The importance of rehearsal to Monteux was shown when, in 1923, Diaghilev asked him to conduct Stravinsky’s new Les Noces with no rehearsal, as the composer would already have conducted the first performance, Monteux following on from there. Monteux told the impresario “Stravinsky, ‘e can do what ‘e like, but I have to do what ze composer ‘as written.” Monteux’s self-effacing approach to scores led to occasional adverse comment; the music critic of The Nation, B. H. Haggin, while admitting that Monteux was generally regarded as one of the giants of conducting, wrote of his “repeatedly demonstrated musical mediocrity”. Other American writers have taken a different view. In 1957 Carleton Smith wrote, “His approach to all music is that of the master-craftsman. … Seeing him at work, modest and quiet, it is difficult to realize that he is a bigger box office attraction at the Metropolitan Opera House than any prima donna … that he is the only conductor regularly invited to take charge of America’s ‘big three’ – the Boston, Philadelphia and New York Philharmonic orchestras.” In his 1967 book The Great Conductors, Harold C. Schonberg wrote of Monteux, “[A] conductor of international stature, a conductor admired and loved all over the world. The word ‘loved’ is used advisedly.” Elsewhere, Schonberg wrote of Monteux’s “passion and charisma”. When asked in a radio interview to describe himself (as a conductor) in one word, Monteux replied, “Damned professional”.
Throughout his career Monteux suffered from being thought of as a specialist in French music.
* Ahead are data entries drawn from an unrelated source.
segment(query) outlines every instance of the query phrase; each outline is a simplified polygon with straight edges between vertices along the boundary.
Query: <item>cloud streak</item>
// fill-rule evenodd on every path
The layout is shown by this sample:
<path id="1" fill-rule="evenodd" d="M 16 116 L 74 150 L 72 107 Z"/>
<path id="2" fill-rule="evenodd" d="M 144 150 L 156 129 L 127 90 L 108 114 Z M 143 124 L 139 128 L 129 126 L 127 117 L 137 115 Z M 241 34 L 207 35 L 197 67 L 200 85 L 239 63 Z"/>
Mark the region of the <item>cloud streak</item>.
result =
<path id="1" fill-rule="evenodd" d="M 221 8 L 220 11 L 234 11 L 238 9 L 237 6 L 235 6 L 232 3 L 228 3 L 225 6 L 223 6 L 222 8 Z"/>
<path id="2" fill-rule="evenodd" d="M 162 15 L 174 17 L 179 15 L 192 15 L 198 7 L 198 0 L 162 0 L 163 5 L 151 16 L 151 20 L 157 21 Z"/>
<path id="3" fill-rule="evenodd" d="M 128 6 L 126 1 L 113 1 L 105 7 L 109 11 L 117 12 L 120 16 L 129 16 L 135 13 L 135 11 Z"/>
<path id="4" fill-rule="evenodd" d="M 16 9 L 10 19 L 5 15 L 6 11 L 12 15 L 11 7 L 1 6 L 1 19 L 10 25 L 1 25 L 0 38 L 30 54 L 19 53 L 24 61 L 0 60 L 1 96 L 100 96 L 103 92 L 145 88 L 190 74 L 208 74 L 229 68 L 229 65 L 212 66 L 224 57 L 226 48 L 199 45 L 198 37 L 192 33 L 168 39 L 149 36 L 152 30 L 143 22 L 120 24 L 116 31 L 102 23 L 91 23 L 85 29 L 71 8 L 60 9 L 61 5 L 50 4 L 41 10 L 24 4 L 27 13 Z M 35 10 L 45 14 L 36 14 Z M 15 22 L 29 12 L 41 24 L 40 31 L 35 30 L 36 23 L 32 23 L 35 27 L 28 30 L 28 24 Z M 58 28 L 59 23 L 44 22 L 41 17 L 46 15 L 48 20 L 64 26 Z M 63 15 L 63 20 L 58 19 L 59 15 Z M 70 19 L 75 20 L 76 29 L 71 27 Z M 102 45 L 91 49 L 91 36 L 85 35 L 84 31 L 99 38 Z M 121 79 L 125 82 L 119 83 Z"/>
The music that meant most to him was that of German composers, particularly Brahms, but this was often overlooked by concert promoters and recording companies. Of the four Brahms symphonies, he was invited by the recording companies to record only one, the Second. Recordings of his live performances of the First and Third have been released on CD, but the discography in Canarina’s biography lists no recording, live or from the studio, of the Fourth. The critic William Mann, along with many others, regarded him as a “supremely authoritative” conductor of Brahms, though Cardus disagreed: “In German music Monteux, naturally enough, missed harmonic weight and the right heavily lunged tempo. His rhythm, for example, was a little too pointed for, say, Brahms or Schumann.” Gramophone’s reviewer Jonathan Swain contends that no conductor knew more than Monteux about expressive possibilities in the strings, claiming that “the conductor who doesn’t play a stringed instrument simply doesn’t know how to get the different sounds; and the bow has such importance in string playing that there are maybe 50 different ways of producing the same note”.
In his 2003 biography, John Canarina lists nineteen “significant world premieres” conducted by Monteux. In addition to Petrushka and The Rite of Spring is a further Stravinsky work, The Nightingale. Monteux’s other premieres for Diaghilev included Ravel’s Daphnis et Chloé and Debussy’s Jeux. In the concert hall he premiered works by, among others, Milhaud, Poulenc and Prokofiev. In a letter of April 1914 Stravinsky wrote “everyone can appreciate your zeal and your probity in regard to the contemporary works of various tendencies that you have had occasion to defend.”